Septimus is the guardian of Hell's only impervious safe - in addition to reports of security breaches, glistening black credit cards backed by the strength of Wall Street, and stacks of emergency currency from all major countries, he is the keeper of the fabled Viceiseometer - a device that allows the possessor to travel through space and time.

With the Viceiseometer a team of focused Devils can travel to world events and limit the kinds of carnage that fills Hell with new dead - plagues, environmental disasters, terrorist attacks could all suddenly lose their bluster - and thanks to the paradox of not know what could have (but then didn't) happen, no one on earth would realize their temporal strand was tampered with.

Of course, that plan is shot to hell when Mitchell Johnson (four syllables, nothing more) realizes he has the chance to keep one very important devil from coming to hell - himself.

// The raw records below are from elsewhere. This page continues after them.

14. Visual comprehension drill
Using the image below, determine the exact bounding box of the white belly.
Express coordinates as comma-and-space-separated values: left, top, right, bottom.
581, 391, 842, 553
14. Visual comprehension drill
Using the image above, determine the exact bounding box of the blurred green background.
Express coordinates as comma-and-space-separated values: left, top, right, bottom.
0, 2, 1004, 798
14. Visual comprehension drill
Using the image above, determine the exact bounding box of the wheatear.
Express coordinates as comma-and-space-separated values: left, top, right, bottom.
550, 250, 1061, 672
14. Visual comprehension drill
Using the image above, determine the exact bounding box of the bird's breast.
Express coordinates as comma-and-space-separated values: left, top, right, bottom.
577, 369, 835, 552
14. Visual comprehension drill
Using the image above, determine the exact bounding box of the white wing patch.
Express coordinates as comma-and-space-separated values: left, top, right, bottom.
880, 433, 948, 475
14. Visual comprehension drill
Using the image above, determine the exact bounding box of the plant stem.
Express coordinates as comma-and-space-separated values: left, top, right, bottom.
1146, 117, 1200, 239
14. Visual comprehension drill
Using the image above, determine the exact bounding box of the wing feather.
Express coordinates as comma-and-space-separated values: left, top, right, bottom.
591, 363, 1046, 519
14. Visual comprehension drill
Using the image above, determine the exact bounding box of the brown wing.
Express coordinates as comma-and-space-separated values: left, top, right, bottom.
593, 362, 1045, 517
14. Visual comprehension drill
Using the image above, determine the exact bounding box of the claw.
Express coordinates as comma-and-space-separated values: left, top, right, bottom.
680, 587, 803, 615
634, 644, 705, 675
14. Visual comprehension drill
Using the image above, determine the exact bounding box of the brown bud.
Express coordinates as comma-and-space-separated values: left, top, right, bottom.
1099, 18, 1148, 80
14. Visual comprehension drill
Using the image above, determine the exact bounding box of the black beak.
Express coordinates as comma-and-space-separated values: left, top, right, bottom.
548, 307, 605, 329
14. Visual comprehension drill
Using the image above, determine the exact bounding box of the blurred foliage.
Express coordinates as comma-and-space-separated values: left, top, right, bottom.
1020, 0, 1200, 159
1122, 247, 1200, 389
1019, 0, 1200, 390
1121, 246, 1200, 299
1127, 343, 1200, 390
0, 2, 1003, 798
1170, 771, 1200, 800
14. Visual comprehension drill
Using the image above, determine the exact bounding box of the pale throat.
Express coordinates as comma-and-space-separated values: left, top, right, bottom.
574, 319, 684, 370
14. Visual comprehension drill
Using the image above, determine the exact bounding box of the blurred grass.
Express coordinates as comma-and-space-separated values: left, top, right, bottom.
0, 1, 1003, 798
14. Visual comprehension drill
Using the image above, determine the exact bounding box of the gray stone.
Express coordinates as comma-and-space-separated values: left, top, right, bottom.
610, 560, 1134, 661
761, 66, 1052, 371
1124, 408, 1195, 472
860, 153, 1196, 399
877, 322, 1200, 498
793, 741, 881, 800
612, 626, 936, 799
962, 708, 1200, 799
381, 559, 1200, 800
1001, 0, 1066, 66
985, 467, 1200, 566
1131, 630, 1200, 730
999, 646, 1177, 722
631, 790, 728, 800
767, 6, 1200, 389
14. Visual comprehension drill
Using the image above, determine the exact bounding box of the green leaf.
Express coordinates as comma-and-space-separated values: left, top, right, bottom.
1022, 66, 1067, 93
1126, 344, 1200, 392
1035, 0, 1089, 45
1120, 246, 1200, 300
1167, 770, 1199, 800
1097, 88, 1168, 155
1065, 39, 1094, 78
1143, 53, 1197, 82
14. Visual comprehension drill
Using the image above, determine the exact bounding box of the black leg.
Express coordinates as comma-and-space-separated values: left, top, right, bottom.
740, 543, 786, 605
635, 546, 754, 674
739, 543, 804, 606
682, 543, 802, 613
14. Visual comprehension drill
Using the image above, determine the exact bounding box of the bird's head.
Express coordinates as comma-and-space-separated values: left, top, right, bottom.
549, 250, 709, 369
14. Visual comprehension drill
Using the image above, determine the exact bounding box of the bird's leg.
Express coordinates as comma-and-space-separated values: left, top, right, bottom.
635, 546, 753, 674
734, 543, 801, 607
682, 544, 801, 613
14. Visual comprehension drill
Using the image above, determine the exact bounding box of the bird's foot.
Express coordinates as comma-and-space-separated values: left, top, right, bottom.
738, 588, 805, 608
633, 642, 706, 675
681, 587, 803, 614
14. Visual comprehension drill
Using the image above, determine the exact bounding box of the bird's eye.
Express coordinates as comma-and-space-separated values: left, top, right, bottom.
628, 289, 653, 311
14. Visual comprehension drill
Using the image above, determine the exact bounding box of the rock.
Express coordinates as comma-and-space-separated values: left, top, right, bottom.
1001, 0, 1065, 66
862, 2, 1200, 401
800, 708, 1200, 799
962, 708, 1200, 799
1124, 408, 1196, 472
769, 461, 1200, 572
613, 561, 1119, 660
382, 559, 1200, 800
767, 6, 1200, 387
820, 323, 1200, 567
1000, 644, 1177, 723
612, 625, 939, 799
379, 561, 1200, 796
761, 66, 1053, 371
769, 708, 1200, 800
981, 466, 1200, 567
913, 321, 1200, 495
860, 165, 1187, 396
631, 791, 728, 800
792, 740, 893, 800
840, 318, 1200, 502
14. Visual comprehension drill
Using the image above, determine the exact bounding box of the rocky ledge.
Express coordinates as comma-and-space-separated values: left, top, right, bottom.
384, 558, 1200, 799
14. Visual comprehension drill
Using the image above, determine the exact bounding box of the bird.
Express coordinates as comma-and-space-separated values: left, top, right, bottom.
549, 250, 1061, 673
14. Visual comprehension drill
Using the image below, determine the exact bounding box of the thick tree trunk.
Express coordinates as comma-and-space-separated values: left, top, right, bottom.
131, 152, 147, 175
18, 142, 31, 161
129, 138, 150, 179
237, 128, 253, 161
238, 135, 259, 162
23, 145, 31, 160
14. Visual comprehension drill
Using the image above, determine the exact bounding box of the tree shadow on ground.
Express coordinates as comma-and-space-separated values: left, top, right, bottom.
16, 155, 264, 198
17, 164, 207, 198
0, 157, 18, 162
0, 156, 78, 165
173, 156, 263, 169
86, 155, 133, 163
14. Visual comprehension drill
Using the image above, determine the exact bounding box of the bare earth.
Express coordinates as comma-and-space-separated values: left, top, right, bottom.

It wouldn't be much of a story if Mitchell just stole the Viceiseometer, went back to his death, stopped himself from getting hit by a bus and went on to be the next genre-subverting alterna-rock star. No, the story includes Medusa - known throughout Hell for her strawberry cheesecake, Eleanor - who has desperately waited hundreds of years for the chance to find the friends who would save her from an excruciating death she couldn't avoid, and Alfarin - a Viking who died in battle and is famous in Hell for appearing to his family after his death.

So, they steal the Viceiseometer and everything goes according to plan.  Until it doesn't - which happens the moment they land in Central Park and realize they have all acclimated to Hell and are at very real risk of freezing to another death on a cold November day.

Mitchell is desperate to save his friends from death and has trouble processing the fact that they might want to see their deaths from the other side, but don't want to live again.  From the reeking, muddy village where Alfarin is slaughtered to the raging inferno as London burns where Eleanor saves her brothers, but not in time to save herself, to Medusa's - well, actually that's the biggest thing that doesn't go according to plan: Medusa runs off on her own to a different time and place with no forwarding address.  Team DEViL loses her, finds her again and accidentally save her life.

It takes forty years for her to come back to them - which she accidentally does when she interviews to be the Devil's other Intern.  It will take another four months for me to find out what happened - book two is due out June 2015, and by all accounts Septimus, who exists beyond the paradox, has engineered her return to the group, but before she can find out how these devils appeared to her before her death, she'll be on an adventure with them to save the earth from the Devil's nightmares.

If you haven't read The Devil's Intern yet, I highly recommend it - the characters are rich, flawed, and real.  If you have, give it another read - the carefully plotted nuances - forty years dead, over forty years; strawberries; what was fate and what was a plan you didn't know you made yet, are all waiting to be rediscovered.